Stacey Abrams: “Either You’re a Patriot or You’re Not”

This election season is such an intense stress test. So much is at stake, and with early voting underway in many battleground states, time is of the essence for the candidates’ ground game. But also underway are efforts by Republicans to suppress voting rights before Election Day and sow chaos after.

Americans are on the edge of a precipice, says voting rights activist Stacey Abrams, where what’s in danger is democracy, and a lot more people are ready to retreat and move back toward sanity. “We have the ability to say we have seen what the other side looks like, what the fall looks like,” she says. “We want to return to the time when this country held its leadership accountable, valued its people, and granted autonomy and civil rights as a matter of course, and not as an exception.”

Abrams, who served in the Georgia state House of Representatives for a decade and ran for governor twice, was on the latest episode of Inside the Hive to discuss Kamala Harris’s chances this November inside the swing state and her plans this election cycle to help salvage democracy. Abrams’s playbook and organizing power in 2020 helped Joe Biden deliver Georgia—a red, now purple, state that hadn’t voted for a Democratic presidential candidate in nearly 20 years—and a trifecta in Washington with the state’s 2021 runoffs. Part of her strategy in the state has been to find voters who wouldn’t otherwise turn out and encourage people to participate in the democratic process even if they don’t plan to vote for the Democrat. “We talked to people who had been excluded from or ignored by the political process,” says Abrams. “For many of them, they said it was the first time someone asked them to show up. We also went to places that weren’t going to vote for us, but where they needed to hear from us.”
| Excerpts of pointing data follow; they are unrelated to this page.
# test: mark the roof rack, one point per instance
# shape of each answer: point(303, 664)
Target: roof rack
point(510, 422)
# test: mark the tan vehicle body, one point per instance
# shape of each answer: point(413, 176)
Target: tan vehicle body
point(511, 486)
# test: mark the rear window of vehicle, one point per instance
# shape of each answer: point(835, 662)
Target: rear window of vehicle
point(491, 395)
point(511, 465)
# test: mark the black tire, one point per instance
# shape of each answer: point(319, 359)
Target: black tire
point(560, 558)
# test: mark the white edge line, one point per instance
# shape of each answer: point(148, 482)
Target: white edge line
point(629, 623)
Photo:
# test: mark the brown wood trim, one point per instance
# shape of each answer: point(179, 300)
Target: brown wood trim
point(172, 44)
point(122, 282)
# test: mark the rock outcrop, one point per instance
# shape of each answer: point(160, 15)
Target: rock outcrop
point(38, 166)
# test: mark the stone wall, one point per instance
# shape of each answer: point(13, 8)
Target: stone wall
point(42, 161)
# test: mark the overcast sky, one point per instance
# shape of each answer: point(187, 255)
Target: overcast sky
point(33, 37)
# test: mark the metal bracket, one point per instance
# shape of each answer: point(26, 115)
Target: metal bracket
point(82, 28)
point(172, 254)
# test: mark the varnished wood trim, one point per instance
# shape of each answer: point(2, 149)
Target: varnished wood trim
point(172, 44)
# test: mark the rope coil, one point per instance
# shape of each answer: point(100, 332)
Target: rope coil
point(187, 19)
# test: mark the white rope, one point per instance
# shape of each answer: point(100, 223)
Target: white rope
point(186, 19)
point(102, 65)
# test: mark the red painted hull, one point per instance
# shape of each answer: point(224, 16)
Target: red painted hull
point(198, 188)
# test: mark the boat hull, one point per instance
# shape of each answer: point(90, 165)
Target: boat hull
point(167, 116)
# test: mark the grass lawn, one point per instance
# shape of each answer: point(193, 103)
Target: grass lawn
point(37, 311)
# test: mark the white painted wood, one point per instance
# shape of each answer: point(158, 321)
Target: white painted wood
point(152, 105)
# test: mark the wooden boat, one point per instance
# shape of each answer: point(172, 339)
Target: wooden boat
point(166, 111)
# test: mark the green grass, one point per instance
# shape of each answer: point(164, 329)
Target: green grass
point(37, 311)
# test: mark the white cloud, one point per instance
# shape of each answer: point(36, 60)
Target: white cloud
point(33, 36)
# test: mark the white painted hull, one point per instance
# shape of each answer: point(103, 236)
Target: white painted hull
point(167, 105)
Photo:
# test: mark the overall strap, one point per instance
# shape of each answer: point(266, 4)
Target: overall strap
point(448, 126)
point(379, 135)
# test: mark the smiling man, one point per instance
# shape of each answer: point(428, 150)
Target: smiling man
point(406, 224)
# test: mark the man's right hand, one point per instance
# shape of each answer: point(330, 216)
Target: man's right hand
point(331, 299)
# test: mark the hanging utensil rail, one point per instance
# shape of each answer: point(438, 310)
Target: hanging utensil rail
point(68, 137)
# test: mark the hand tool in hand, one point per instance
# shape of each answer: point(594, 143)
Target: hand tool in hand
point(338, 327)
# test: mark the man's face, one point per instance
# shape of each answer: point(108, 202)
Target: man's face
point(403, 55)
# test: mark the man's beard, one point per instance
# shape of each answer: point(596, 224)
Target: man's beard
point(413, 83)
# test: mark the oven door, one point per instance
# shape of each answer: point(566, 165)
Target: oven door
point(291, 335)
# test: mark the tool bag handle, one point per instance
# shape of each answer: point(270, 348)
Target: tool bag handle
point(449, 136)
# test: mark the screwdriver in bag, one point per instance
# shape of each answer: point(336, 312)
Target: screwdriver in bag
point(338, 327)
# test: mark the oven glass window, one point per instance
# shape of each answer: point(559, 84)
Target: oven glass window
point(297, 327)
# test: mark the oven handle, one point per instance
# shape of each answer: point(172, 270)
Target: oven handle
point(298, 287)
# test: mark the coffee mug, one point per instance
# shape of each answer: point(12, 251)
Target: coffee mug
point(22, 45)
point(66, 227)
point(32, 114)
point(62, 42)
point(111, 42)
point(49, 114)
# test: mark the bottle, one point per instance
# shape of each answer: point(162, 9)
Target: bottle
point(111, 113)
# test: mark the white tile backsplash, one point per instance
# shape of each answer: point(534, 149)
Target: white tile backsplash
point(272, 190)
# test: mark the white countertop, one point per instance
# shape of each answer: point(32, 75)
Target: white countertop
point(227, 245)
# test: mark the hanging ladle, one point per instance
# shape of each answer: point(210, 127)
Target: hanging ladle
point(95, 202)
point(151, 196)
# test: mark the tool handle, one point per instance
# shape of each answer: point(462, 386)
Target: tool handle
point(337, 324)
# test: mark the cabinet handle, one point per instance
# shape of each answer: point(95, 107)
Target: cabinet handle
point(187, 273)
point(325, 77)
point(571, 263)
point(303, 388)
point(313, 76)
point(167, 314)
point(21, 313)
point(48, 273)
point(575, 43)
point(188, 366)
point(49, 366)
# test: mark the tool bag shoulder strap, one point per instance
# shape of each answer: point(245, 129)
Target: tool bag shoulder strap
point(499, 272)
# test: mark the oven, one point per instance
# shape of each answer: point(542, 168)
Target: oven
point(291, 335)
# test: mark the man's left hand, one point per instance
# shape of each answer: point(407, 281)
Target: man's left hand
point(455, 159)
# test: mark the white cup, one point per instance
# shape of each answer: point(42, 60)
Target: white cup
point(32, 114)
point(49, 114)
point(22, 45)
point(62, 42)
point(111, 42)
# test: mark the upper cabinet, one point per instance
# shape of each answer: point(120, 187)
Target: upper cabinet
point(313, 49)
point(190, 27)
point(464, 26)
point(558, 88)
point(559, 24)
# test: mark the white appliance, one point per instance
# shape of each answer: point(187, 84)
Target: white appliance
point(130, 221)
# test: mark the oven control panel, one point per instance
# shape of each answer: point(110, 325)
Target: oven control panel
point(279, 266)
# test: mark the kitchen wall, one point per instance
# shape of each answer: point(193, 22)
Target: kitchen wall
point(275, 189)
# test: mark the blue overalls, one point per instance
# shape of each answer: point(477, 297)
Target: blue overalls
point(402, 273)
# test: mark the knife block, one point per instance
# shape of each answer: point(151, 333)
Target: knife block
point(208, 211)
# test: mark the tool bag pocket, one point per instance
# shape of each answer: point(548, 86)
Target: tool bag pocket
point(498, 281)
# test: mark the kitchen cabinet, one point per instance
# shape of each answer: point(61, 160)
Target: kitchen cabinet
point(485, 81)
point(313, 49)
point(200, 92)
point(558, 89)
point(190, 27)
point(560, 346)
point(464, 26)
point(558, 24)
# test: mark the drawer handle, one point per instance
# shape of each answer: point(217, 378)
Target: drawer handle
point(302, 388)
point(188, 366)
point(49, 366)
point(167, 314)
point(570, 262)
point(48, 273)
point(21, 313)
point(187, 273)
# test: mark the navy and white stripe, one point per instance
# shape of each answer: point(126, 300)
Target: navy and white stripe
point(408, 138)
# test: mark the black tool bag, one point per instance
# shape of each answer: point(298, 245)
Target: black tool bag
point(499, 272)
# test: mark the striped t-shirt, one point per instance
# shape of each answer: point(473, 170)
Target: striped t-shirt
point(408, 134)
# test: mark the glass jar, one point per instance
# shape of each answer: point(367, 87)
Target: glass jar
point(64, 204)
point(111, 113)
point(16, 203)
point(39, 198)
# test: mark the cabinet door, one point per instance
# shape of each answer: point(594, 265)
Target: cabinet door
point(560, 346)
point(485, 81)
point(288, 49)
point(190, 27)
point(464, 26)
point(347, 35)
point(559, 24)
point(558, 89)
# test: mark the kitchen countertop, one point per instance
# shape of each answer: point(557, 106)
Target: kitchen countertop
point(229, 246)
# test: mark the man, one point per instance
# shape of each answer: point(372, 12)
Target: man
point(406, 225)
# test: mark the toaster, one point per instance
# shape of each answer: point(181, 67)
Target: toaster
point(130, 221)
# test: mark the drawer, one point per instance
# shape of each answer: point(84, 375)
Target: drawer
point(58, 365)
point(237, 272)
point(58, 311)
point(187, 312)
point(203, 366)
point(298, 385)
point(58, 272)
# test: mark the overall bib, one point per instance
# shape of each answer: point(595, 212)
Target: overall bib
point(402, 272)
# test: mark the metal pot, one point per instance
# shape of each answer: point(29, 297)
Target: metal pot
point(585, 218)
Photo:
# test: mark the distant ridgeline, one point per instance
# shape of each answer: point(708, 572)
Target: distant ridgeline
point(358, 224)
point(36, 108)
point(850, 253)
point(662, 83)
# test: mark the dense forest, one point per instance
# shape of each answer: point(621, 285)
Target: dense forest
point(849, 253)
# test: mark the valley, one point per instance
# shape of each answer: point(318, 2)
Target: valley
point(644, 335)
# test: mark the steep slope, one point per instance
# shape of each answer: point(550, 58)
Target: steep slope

The changing demography in the US also means that more people who traditionally have been excluded are now demanding inclusion and demanding access, says Abrams. Republicans “are really good at naming things that don’t actually mean what they say.” For instance, they’ll outlaw food and water while you’re waiting in line to vote and call it “election security.” Her self-proclaimed mandate is to ensure access isn’t impeded amid GOP voter suppression efforts. Voter ID is nothing that has ever been debated, she says. “We are not arguing the premise of showing who you are. What we are arguing is requiring such complex compliance that it becomes impossible for certain voters,” Abrams says, citing a myriad of laws across the country obstructing marginalized groups of Americans from their right to vote.

Donald Trump and his allies also appear to be setting the stage to spew chaos after the election as they did in 2020, but Abrams notes that Trump is just an avatar, “the figurehead for an entire apparatus that has covered this entire country.” Regardless of the outcome of this election, she warns, the people disassembling democracy will still be around. “Either you’re a patriot or you’re not. And that means that we can’t tie everything simply to Trump,” she says. “He may have been the instigator. But he is not the sole implementer.”